Wastewater utilities, like the plant in Grand Junction and 20 others statewide, collect samples twice weekly. They send them in vials that might equate to a small glass of water to labs like the state lab.
There, lab techs, like Castro, use sensitive methods like a PCR, or polymerase chain reaction test, like the one you probably heard about during the pandemic, to see which pathogens, also called germs, are circulating.
Gross? Cool?
What’s it like to deal with all this matter? Is it fun, is it gross, is it cool?
“Luckily for us, we get it already, you know, processed, so we don't have to do all the dirty stuff with it,” Castro said. “But I think it is very fascinating just having to see all the traces of all the diseases and all the viruses that are going on here in Colorado and just seeing how that progresses throughout the population.”
The data that gets collected and scientifically studied by those high tech-machines we mentioned earlier represents roughly half of the state’s entire population. That gives a window into broader illness or potential illness spreading in our schools, our business, our homes.
And it gives public health employees, really disease detectives, a way to detect illness trends without relying on people seeking medical care and testing.

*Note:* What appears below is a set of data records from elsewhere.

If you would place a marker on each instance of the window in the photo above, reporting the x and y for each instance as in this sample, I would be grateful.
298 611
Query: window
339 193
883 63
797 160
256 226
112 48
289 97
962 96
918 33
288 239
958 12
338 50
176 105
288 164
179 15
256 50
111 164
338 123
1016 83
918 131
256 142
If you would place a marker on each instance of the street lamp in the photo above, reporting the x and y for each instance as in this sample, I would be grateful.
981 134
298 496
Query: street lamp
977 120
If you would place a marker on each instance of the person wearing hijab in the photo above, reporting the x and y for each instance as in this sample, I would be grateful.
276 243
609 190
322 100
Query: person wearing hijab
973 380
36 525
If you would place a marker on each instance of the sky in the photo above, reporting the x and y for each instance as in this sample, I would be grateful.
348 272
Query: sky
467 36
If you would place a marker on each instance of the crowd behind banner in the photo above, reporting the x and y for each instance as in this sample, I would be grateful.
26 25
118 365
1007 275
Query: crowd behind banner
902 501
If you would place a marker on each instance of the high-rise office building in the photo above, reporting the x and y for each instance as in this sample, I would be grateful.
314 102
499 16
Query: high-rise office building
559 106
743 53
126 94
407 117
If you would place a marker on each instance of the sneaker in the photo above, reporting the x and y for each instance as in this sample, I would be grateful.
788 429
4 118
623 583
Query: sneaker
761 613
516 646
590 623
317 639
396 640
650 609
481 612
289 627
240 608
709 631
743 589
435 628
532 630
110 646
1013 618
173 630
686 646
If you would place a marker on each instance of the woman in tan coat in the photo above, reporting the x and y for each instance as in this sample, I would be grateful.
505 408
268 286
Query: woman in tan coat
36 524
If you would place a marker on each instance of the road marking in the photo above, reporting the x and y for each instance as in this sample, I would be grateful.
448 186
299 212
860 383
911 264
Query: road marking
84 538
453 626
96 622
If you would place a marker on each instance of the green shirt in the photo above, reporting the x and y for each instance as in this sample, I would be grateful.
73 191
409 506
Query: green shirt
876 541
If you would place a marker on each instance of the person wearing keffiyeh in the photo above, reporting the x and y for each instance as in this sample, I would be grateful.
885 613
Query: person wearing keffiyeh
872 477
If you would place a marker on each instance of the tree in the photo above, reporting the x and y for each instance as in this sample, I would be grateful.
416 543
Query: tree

It’s cost-effective, particularly when testing patients isn’t possible or hard to do.
The data is then used to see how diseases are spreading and it gets analyzed and posted to the state's dashboard, for doctors, nurses and really anyone to see.
And it gives public health officials and health systems an idea of things like where to conduct testing and vaccination campaigns, and make key evidence-based decisions for the wider health of the community.
A health forecast

At a computer screen in her office, Matzinger, the state lab’s genomics surveillance program manager, showed how measles popped on a readout when the first positive samples came in from Mesa County.
“This is the first time we've seen a real detection (of measles) in wastewater,” she said, giving the state health department a chance to tell the public what symptoms to be on the look out for. In this case, she thinks it did limit the spread of the virus, which could have infected many more people.
Heading into the respiratory virtual season, that information can alert the public of, say, getting vaccinated sooner rather than later, or avoid certain situations, like crowded indoor spaces.
“It can be kind of that weather report for the public,” said Matzinger.